SB: All of the Tone2 plugins have a great sound and easy to understand interfaces. Looking at that varied catalog of plugins: Are some of the ideas behind them derived from older brainstorms you may have had, but kept on a back-burner for future use?

BN: Yes, sometimes projects are simply too complex to work into a product or too CPU-intensive to work well on current systems. You have to take into account that not everyone is using the latest CPUs, so we always try to work on projects that offer something new but at the same time will run on older systems, which I admit is not always easy to do, but we think it’s at least equally important to bringing something new or innovative to the table.

SB: You must have such a busy schedule; Tone2 sound sets are being released for different synths at a good rate, while new development and testing continues on with new synths. What is the secret to keeping Tone2 as whole workforce running so smoothly?

BN: Perfect workflow and coffee.  🙂   We’re lucky to have a lot of good people backing us with patch design, demo song writing and beta testing. We sometimes drive them nuts with all these deadlines but I really have to thank these guys for all their help over these years.



SB
: On another note (no pun intended) I was wondering what hardware synths you guys like, and if you have any plans on getting any of the new ones released recently. One that I would love to get my hands on would be the new Moog Sub 37.

MK: I really love my Nord Modular. It’s a pity that this one isn’t developed further any more. I also like the Yamaha FS1R, which can do Formant synthesis and FM. But I haven’t used it a lot recently, since I replaced it with Nemesis. Another that I like is the Alpha Juno, because I like the hoover sound.

BN:  Akai MPC60, I’ve always loved Akai’s samplers and the MPC60 just was a wonderful piece of kit. The new Moog Sub is nice indeed.  I also like the Roland Gaia but use more software than hardware these days.

SB: I know you can’t give away details on any new project that might be in the works, whatever it may be, but is there any chance you can give any hints for the readers out there?

BN: We have been working on version 2 of ElectraX, which will be a very nice upgrade. I’m not sure what we’ll work on after that, but we still have plenty of good ideas to work out.

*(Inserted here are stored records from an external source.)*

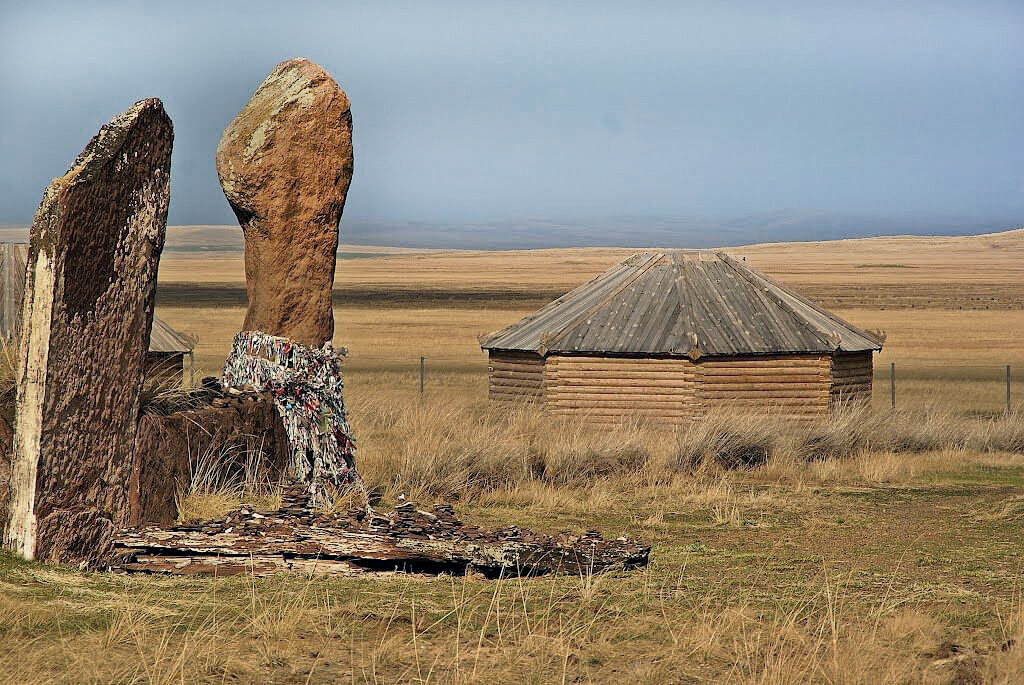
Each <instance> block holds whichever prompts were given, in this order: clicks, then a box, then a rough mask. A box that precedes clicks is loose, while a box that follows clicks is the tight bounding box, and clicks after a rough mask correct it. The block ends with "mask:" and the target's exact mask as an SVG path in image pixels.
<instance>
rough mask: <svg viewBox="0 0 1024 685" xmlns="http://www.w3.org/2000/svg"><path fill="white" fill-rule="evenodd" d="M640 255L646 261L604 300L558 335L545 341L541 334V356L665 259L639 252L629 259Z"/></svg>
mask: <svg viewBox="0 0 1024 685" xmlns="http://www.w3.org/2000/svg"><path fill="white" fill-rule="evenodd" d="M638 255H647V257H646V261H643V262H642V263H641V264H640V265H638V266H636V268H635V270H634V272H633V273H632V274H631V275H628V276H627V277H625V279H623V282H622V283H621V284H618V285H617V286H615V287H614V288H612V289H611V292H609V293H607V294H606V295H605V296H604V297H603V298H601V299H600V300H599V301H598V302H596V303H595V304H593V305H591V306H590V307H587V309H585V310H584V311H582V312H580V313H579V314H577V315H575V316H573V318H572V319H571V320H570V322H569V324H568V325H566V326H565V327H564V328H562V330H561V331H559V332H558V334H557V335H555V336H553V337H551V338H548V339H545V335H546V332H542V333H541V347H540V349H539V350H538V351H539V352H540V353H541V356H544V355H545V354H546V353H547V351H548V348H549V347H550V346H551V345H554V344H557V343H558V342H559V341H560V340H563V339H564V338H565V337H566V336H567V335H568V334H569V333H571V332H572V331H574V330H575V329H577V328H579V327H580V326H581V325H582V324H583V322H584V320H586V319H587V318H588V317H589V316H590V315H591V314H593V313H594V312H595V311H598V310H599V309H602V308H603V307H604V306H605V305H606V304H608V302H610V301H611V300H612V299H613V298H614V297H616V296H617V295H618V294H620V293H622V292H623V291H624V290H626V289H627V288H628V287H629V286H631V285H633V284H634V283H636V282H637V280H638V279H639V277H640V276H641V275H643V274H644V273H646V272H647V271H649V270H650V268H651V267H652V266H653V265H654V264H656V263H657V262H658V261H659V260H660V259H662V258H663V257H665V253H664V252H638V253H635V254H634V255H631V256H630V258H629V259H633V257H636V256H638ZM629 259H627V260H626V261H629ZM620 263H624V262H620Z"/></svg>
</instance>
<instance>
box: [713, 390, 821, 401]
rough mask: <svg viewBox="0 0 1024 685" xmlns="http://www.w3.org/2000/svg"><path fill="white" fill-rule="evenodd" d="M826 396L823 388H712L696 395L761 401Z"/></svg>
mask: <svg viewBox="0 0 1024 685" xmlns="http://www.w3.org/2000/svg"><path fill="white" fill-rule="evenodd" d="M827 396H828V391H827V390H823V391H822V392H817V393H809V392H799V391H790V390H772V391H771V392H763V391H758V390H745V391H739V390H737V391H733V392H718V391H712V390H707V389H706V390H701V391H700V392H698V393H697V397H699V398H701V399H760V400H762V401H772V400H780V399H793V398H800V399H809V400H816V399H821V398H823V397H827Z"/></svg>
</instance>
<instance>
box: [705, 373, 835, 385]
mask: <svg viewBox="0 0 1024 685" xmlns="http://www.w3.org/2000/svg"><path fill="white" fill-rule="evenodd" d="M697 378H699V379H700V380H702V381H705V382H706V383H709V382H715V383H746V382H750V381H754V382H758V381H768V382H769V383H777V382H779V381H785V380H793V381H796V382H801V381H803V382H820V381H824V380H827V379H828V375H827V374H817V373H814V374H794V373H777V374H761V373H750V374H700V375H699V376H698V377H697Z"/></svg>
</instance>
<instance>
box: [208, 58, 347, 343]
mask: <svg viewBox="0 0 1024 685" xmlns="http://www.w3.org/2000/svg"><path fill="white" fill-rule="evenodd" d="M217 174H218V175H219V176H220V184H221V187H222V188H223V190H224V196H225V197H226V198H227V202H228V203H229V204H230V206H231V209H232V210H234V214H236V216H237V217H238V219H239V223H240V224H242V230H243V232H244V233H245V240H246V290H247V293H248V296H249V311H248V312H247V313H246V320H245V326H244V327H243V328H244V330H246V331H262V332H263V333H268V334H270V335H274V336H280V337H283V338H291V339H292V340H295V341H298V342H300V343H303V344H305V345H309V346H310V347H319V346H321V345H323V344H324V343H325V342H328V341H329V340H331V338H332V337H333V335H334V313H333V311H332V309H331V289H332V287H333V285H334V270H335V255H336V253H337V250H338V222H339V221H340V220H341V213H342V210H343V209H344V207H345V196H346V194H347V192H348V184H349V182H350V181H351V179H352V117H351V113H350V112H349V103H348V97H347V96H346V95H345V93H344V91H342V89H341V88H339V87H338V84H337V83H336V82H335V81H334V79H332V78H331V76H330V75H329V74H328V73H327V72H326V71H324V69H322V68H321V67H318V66H317V65H315V63H313V62H311V61H309V60H308V59H289V60H288V61H284V62H282V63H280V65H278V67H276V68H275V69H274V70H273V72H271V73H270V75H269V76H268V77H267V78H266V80H265V81H264V82H263V84H262V85H261V86H260V87H259V88H258V89H257V90H256V93H255V94H254V95H253V96H252V99H250V100H249V102H248V103H247V104H246V106H245V108H244V109H243V110H242V112H241V113H239V116H238V117H236V118H234V120H233V121H232V122H231V123H230V124H228V126H227V128H226V129H224V133H223V136H222V137H221V139H220V143H219V144H218V145H217Z"/></svg>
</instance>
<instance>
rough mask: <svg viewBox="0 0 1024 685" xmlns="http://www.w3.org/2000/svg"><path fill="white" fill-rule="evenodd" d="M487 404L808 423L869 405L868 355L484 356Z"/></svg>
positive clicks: (810, 354)
mask: <svg viewBox="0 0 1024 685" xmlns="http://www.w3.org/2000/svg"><path fill="white" fill-rule="evenodd" d="M489 379H490V383H489V396H490V398H492V399H497V400H519V401H523V400H526V401H536V402H545V403H546V404H547V406H548V409H549V410H550V411H551V412H552V413H554V414H586V415H587V416H589V417H590V418H592V419H595V420H606V421H620V420H622V419H627V418H634V417H639V418H646V419H651V420H656V421H664V422H668V423H683V422H685V421H688V420H689V419H692V418H697V417H701V416H706V415H707V414H708V413H709V412H715V411H745V412H754V413H758V414H767V415H771V416H777V417H780V418H781V417H784V418H800V419H807V418H814V417H821V416H825V415H827V414H828V412H829V411H830V410H833V409H834V408H835V406H837V405H838V404H839V403H840V402H845V403H849V402H851V401H857V402H869V401H870V396H871V353H870V352H857V353H847V354H838V355H835V356H834V355H828V354H800V355H793V354H791V355H784V356H774V357H772V356H744V357H728V358H720V357H716V358H708V359H698V360H697V361H696V362H693V361H690V360H689V359H687V358H655V357H611V356H575V355H554V354H553V355H551V356H548V357H547V358H546V359H545V358H542V357H541V356H540V355H537V354H528V353H522V352H519V353H510V352H497V351H492V352H490V367H489Z"/></svg>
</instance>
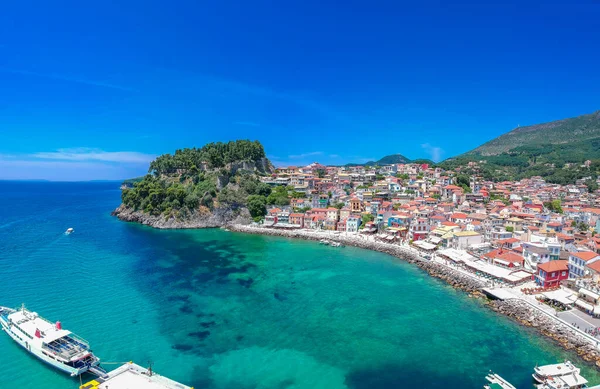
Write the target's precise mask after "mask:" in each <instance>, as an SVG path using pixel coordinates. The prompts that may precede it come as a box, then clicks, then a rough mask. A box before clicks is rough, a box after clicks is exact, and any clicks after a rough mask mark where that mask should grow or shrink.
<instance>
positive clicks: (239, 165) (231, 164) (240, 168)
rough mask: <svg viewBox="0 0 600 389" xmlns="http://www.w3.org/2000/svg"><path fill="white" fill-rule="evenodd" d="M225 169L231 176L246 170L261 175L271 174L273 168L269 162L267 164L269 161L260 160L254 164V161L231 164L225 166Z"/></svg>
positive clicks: (230, 163) (240, 161) (236, 162)
mask: <svg viewBox="0 0 600 389" xmlns="http://www.w3.org/2000/svg"><path fill="white" fill-rule="evenodd" d="M226 168H227V170H229V171H230V172H231V174H232V175H234V174H236V173H237V172H238V170H248V171H252V172H258V173H263V174H267V173H272V172H273V166H272V165H271V162H269V160H268V159H267V158H261V159H260V160H259V161H256V162H254V161H240V162H233V163H230V164H227V166H226Z"/></svg>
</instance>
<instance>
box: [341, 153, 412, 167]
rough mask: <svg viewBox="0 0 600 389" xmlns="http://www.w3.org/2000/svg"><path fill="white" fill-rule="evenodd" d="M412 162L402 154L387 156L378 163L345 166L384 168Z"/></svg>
mask: <svg viewBox="0 0 600 389" xmlns="http://www.w3.org/2000/svg"><path fill="white" fill-rule="evenodd" d="M411 162H412V161H411V160H410V159H408V158H406V157H405V156H404V155H402V154H392V155H386V156H385V157H383V158H381V159H379V160H377V161H368V162H365V163H348V164H346V165H345V166H383V165H392V164H395V163H411Z"/></svg>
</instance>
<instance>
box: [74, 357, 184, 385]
mask: <svg viewBox="0 0 600 389" xmlns="http://www.w3.org/2000/svg"><path fill="white" fill-rule="evenodd" d="M109 388H110V389H130V388H136V389H194V388H192V387H190V386H186V385H184V384H181V383H179V382H176V381H173V380H172V379H170V378H167V377H163V376H161V375H160V374H157V373H155V372H153V371H152V369H146V368H144V367H142V366H140V365H136V364H135V363H133V362H129V363H125V364H123V365H122V366H120V367H118V368H116V369H115V370H112V371H109V372H108V373H106V374H105V375H103V376H102V377H98V378H96V379H94V380H92V381H90V382H88V383H86V384H83V385H81V386H80V387H79V389H109Z"/></svg>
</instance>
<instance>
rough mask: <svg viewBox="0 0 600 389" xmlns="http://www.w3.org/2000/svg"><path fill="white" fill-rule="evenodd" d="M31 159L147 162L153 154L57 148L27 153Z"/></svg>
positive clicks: (81, 160) (130, 162)
mask: <svg viewBox="0 0 600 389" xmlns="http://www.w3.org/2000/svg"><path fill="white" fill-rule="evenodd" d="M29 157H30V158H33V159H46V160H48V159H51V160H60V161H80V162H81V161H102V162H119V163H148V162H150V161H152V160H153V159H154V158H156V156H155V155H151V154H144V153H138V152H136V151H104V150H100V149H93V148H86V147H80V148H73V149H58V150H56V151H49V152H46V151H45V152H38V153H34V154H30V155H29Z"/></svg>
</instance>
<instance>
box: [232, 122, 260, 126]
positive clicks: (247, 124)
mask: <svg viewBox="0 0 600 389" xmlns="http://www.w3.org/2000/svg"><path fill="white" fill-rule="evenodd" d="M233 124H237V125H238V126H248V127H260V123H255V122H244V121H238V122H233Z"/></svg>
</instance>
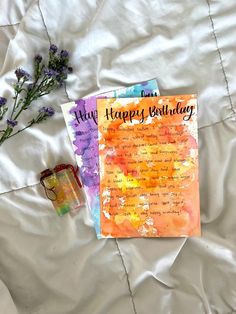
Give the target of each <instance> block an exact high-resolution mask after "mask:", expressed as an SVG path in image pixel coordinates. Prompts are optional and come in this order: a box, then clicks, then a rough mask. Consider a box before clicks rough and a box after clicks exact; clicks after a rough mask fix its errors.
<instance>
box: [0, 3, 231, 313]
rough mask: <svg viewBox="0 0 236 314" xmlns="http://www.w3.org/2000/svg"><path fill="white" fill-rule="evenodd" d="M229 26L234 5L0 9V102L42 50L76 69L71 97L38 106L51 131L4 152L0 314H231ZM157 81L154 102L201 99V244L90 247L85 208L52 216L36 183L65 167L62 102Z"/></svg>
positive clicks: (229, 61) (160, 239) (136, 241)
mask: <svg viewBox="0 0 236 314" xmlns="http://www.w3.org/2000/svg"><path fill="white" fill-rule="evenodd" d="M10 24H16V25H13V26H11V25H10ZM235 24H236V4H235V1H234V0H228V1H227V2H225V1H224V2H222V1H219V0H214V1H213V0H211V1H210V0H201V1H200V2H199V1H198V2H197V3H196V2H194V1H191V0H186V1H177V0H165V1H164V0H157V1H154V0H149V1H148V0H137V1H131V0H128V1H117V0H100V1H95V0H89V1H82V0H80V1H78V0H63V1H60V2H59V1H53V0H39V1H38V0H37V1H36V0H32V1H23V0H16V1H14V2H13V1H2V2H1V3H0V43H1V45H0V96H5V97H9V96H10V95H11V93H12V84H13V82H14V70H15V68H16V67H19V66H22V67H25V68H26V69H27V70H29V71H30V70H31V69H32V62H31V60H32V58H33V56H34V55H35V54H36V53H42V54H43V53H46V51H47V49H48V46H49V42H51V43H55V44H57V45H58V46H60V48H65V49H68V50H69V51H71V65H72V66H73V68H74V72H73V74H72V75H71V76H70V77H69V79H68V82H67V93H66V91H65V90H63V89H61V90H58V91H57V92H56V93H54V94H51V95H49V96H45V97H44V98H43V99H41V100H40V101H38V102H37V103H35V104H34V106H35V109H34V110H37V109H38V108H39V107H40V106H41V105H45V106H47V105H51V106H53V107H54V108H55V109H56V111H57V113H56V115H55V117H54V118H53V120H51V121H47V122H45V123H42V124H40V125H37V126H35V127H32V128H30V129H27V130H26V131H25V132H24V133H22V134H20V135H18V136H16V137H14V138H12V139H11V140H9V141H8V142H6V143H5V144H4V145H3V146H2V147H0V282H1V283H4V286H3V284H2V285H1V287H4V288H0V313H1V314H13V313H14V311H15V312H16V311H17V312H18V313H19V314H80V313H82V314H91V313H92V314H93V313H95V314H106V313H109V314H120V313H126V314H130V313H131V314H133V313H138V314H142V313H148V314H155V313H171V314H172V313H174V314H183V313H192V314H200V313H207V314H229V313H235V312H236V285H235V282H236V275H235V273H236V248H235V241H236V231H235V223H234V217H235V204H236V192H235V185H236V163H235V154H236V137H235V134H236V115H235V112H236V105H235V100H236V89H235V86H236V81H235V80H236V55H235V48H236V41H235V38H236V27H235ZM153 77H157V78H158V82H159V86H160V91H161V94H162V95H165V94H170V95H173V94H184V93H196V92H197V93H198V100H199V101H198V103H199V163H200V194H201V221H202V237H201V238H193V239H182V238H181V239H124V240H114V239H108V240H100V241H98V240H97V239H96V236H95V232H94V229H93V226H92V223H91V219H90V217H89V213H88V210H87V208H86V207H84V208H83V209H81V211H80V212H79V214H78V215H77V216H76V217H74V218H71V217H70V216H64V217H61V218H60V217H57V216H56V214H55V213H54V211H53V209H52V205H51V203H50V202H49V201H48V200H47V199H46V198H45V195H44V192H43V189H42V187H41V186H40V185H39V184H38V182H39V176H38V174H39V172H40V171H42V170H43V169H45V168H48V167H53V166H55V165H56V164H58V163H61V162H69V163H74V162H75V160H74V156H73V151H72V149H71V145H70V142H69V138H68V135H67V131H66V127H65V124H64V121H63V117H62V113H61V109H60V104H62V103H65V102H67V101H68V100H73V99H77V98H79V97H83V96H85V95H89V94H94V93H96V92H98V91H99V92H103V91H107V90H111V89H113V88H118V87H122V86H127V85H129V84H132V83H135V82H138V81H143V80H147V79H150V78H153ZM32 110H33V109H32ZM30 116H31V112H30V111H29V112H26V113H25V121H27V118H29V117H30ZM2 289H4V290H2ZM2 291H3V292H2ZM18 313H17V314H18Z"/></svg>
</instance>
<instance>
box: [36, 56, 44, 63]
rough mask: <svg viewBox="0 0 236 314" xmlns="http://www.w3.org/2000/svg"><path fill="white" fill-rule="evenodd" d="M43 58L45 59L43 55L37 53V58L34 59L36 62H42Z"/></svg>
mask: <svg viewBox="0 0 236 314" xmlns="http://www.w3.org/2000/svg"><path fill="white" fill-rule="evenodd" d="M42 60H43V58H42V56H41V55H36V56H35V58H34V61H35V62H36V63H40V62H41V61H42Z"/></svg>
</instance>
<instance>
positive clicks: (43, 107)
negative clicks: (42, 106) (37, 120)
mask: <svg viewBox="0 0 236 314" xmlns="http://www.w3.org/2000/svg"><path fill="white" fill-rule="evenodd" d="M39 113H44V114H45V115H46V116H48V117H51V116H53V115H54V113H55V110H54V109H53V108H52V107H42V108H40V109H39Z"/></svg>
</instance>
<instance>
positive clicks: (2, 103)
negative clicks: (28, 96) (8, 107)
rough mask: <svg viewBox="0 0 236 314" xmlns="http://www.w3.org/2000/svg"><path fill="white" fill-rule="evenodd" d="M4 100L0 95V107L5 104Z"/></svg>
mask: <svg viewBox="0 0 236 314" xmlns="http://www.w3.org/2000/svg"><path fill="white" fill-rule="evenodd" d="M6 102H7V100H6V98H4V97H0V107H2V106H5V105H6Z"/></svg>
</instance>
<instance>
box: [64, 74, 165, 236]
mask: <svg viewBox="0 0 236 314" xmlns="http://www.w3.org/2000/svg"><path fill="white" fill-rule="evenodd" d="M151 95H154V96H155V95H159V89H158V86H157V81H156V80H150V81H147V82H142V83H139V84H136V85H133V86H130V87H127V88H122V89H118V90H116V91H111V92H108V93H105V94H100V95H96V96H92V97H89V98H84V99H79V100H77V101H75V102H71V103H68V104H64V105H62V111H63V114H64V118H65V121H66V125H67V130H68V133H69V136H70V139H71V142H72V145H73V150H74V152H75V156H76V161H77V163H78V166H79V167H80V176H81V180H82V183H83V185H84V190H85V194H86V198H87V202H88V206H89V208H90V210H91V215H92V219H93V221H94V226H95V230H96V234H97V236H98V238H99V237H100V203H99V202H100V199H99V167H98V128H97V104H96V100H97V98H104V97H105V98H110V97H120V98H122V97H140V96H151Z"/></svg>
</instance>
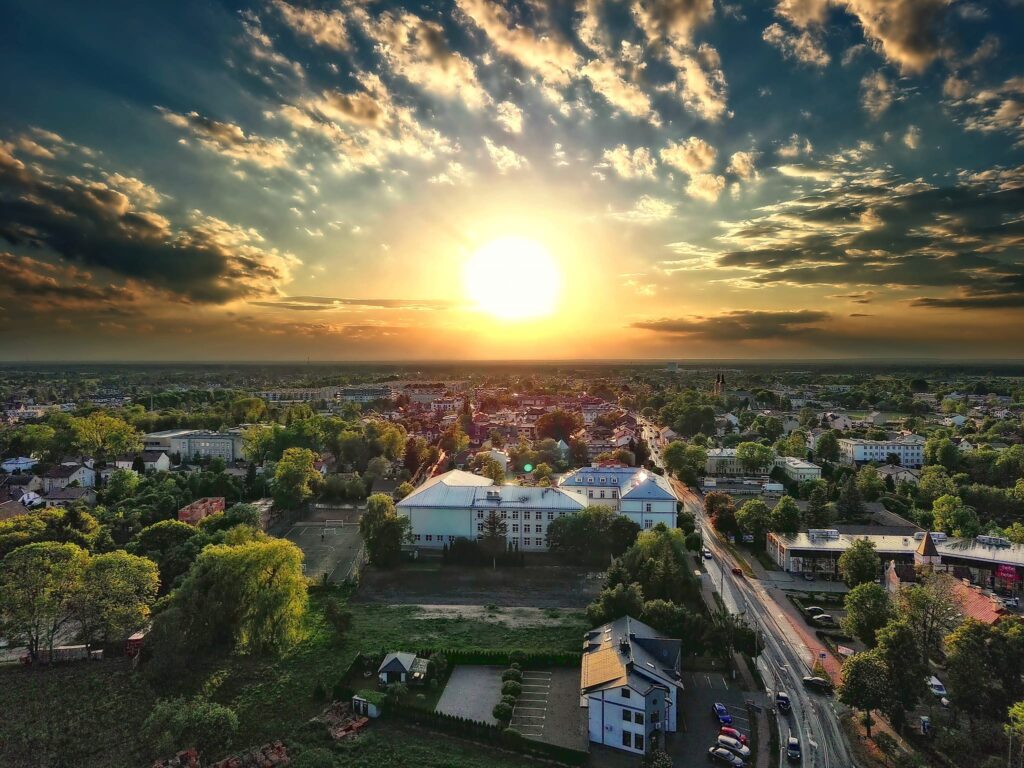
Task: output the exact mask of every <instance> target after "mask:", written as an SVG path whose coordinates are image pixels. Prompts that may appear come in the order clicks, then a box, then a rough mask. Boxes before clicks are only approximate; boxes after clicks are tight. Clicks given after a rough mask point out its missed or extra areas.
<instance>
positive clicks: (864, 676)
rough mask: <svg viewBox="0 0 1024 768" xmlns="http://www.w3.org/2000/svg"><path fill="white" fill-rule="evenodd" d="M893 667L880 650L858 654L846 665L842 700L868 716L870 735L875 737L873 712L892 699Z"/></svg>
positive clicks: (841, 685) (849, 706)
mask: <svg viewBox="0 0 1024 768" xmlns="http://www.w3.org/2000/svg"><path fill="white" fill-rule="evenodd" d="M888 673H889V670H888V667H887V665H886V662H885V658H884V657H883V655H882V654H881V653H880V652H879V651H878V650H868V651H864V652H863V653H855V654H854V655H852V656H850V657H849V658H848V659H846V662H845V663H844V664H843V680H842V682H841V683H840V686H839V699H840V700H841V701H842V702H843V703H845V705H846V706H847V707H852V708H853V709H855V710H860V711H861V712H863V713H864V715H865V723H866V725H867V737H868V738H870V737H871V711H872V710H879V709H882V708H883V707H884V706H885V705H886V702H887V701H888V698H889V689H888V685H887V683H888V677H889V674H888Z"/></svg>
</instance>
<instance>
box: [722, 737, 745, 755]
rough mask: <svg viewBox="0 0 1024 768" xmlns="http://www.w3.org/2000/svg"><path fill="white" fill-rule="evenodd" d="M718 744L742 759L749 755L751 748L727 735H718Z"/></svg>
mask: <svg viewBox="0 0 1024 768" xmlns="http://www.w3.org/2000/svg"><path fill="white" fill-rule="evenodd" d="M718 745H719V746H724V748H725V749H726V750H728V751H729V752H731V753H732V754H733V755H736V756H738V757H740V758H742V759H743V760H746V759H748V758H750V757H751V748H750V746H748V745H746V744H744V743H742V742H741V741H740V740H739V739H738V738H730V737H729V736H719V737H718Z"/></svg>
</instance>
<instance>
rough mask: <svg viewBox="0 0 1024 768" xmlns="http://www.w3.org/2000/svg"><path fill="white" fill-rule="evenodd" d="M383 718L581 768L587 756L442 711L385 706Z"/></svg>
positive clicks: (404, 706)
mask: <svg viewBox="0 0 1024 768" xmlns="http://www.w3.org/2000/svg"><path fill="white" fill-rule="evenodd" d="M382 715H383V716H384V717H385V718H393V719H395V720H400V721H401V722H403V723H415V724H416V725H422V726H425V727H428V728H432V729H434V730H438V731H442V732H444V733H451V734H452V735H455V736H460V737H462V738H468V739H470V740H474V741H481V742H483V743H487V744H495V743H497V744H500V745H502V746H504V748H505V749H507V750H514V751H516V752H520V753H522V754H524V755H530V756H534V757H539V758H546V759H548V760H554V761H557V762H559V763H564V764H566V765H584V764H585V763H586V762H587V758H588V757H589V755H588V753H586V752H583V751H582V750H573V749H571V748H568V746H560V745H558V744H549V743H547V742H545V741H535V740H534V739H531V738H526V737H525V736H523V735H522V734H521V733H519V732H518V731H516V730H514V729H512V728H501V727H499V726H497V725H489V724H487V723H479V722H477V721H475V720H469V719H467V718H460V717H456V716H454V715H445V714H444V713H441V712H428V711H427V710H419V709H416V708H414V707H407V706H403V705H400V703H387V705H385V707H384V709H383V712H382Z"/></svg>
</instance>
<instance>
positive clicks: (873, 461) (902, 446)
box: [839, 434, 925, 469]
mask: <svg viewBox="0 0 1024 768" xmlns="http://www.w3.org/2000/svg"><path fill="white" fill-rule="evenodd" d="M893 456H895V457H897V461H896V462H895V463H896V464H899V465H900V466H902V467H910V468H912V469H920V468H921V467H923V466H924V464H925V438H924V437H922V436H921V435H916V434H910V435H902V436H900V437H897V438H896V439H893V440H861V439H855V438H852V437H841V438H840V439H839V458H840V462H841V463H843V464H846V465H848V466H856V465H859V464H865V463H867V462H879V463H881V464H889V463H891V462H890V458H891V457H893Z"/></svg>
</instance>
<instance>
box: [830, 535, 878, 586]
mask: <svg viewBox="0 0 1024 768" xmlns="http://www.w3.org/2000/svg"><path fill="white" fill-rule="evenodd" d="M880 567H881V566H880V560H879V553H878V552H876V551H874V542H871V541H867V540H864V539H858V540H857V541H855V542H854V543H853V545H852V546H851V547H850V549H848V550H847V551H846V552H844V553H843V554H842V555H840V558H839V570H840V573H842V574H843V581H844V582H846V585H847V586H848V587H849V588H850V589H853V588H854V587H856V586H857V585H860V584H868V583H870V582H873V581H876V580H877V579H878V578H879V568H880Z"/></svg>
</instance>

SB: On your website, I found some more info about others on the team: Anna, Michael and Troels. Do you all work out of an office, or are you situated in different areas?

BN: Most of us still work in different areas. Communication-wise it can be a bit of a challenge but at the same time it does offer some advantages – the fact that we all have our own studio equipment at hand, for example, and we’re not really tied to standard office hours this way.

SB: Finally, I have to ask: Is Pimpel still pulling out the cables? (Pimpel is a pet dog they have.)

MK: After several cables Pimpel noticed that they don’t taste well. I won’t go into detail what she did with the carpet …

SB: I appreciate the time you’ve taken for all my questions, and I’m sure the SoundBytes readers will enjoy hearing from both of you. Thanks so much for all the info, and here’s to a happy and prosperous future for Tone2.

BN/MK: You’re welcome.  We hope all the SoundBytes readers enjoy the interview as much as we did.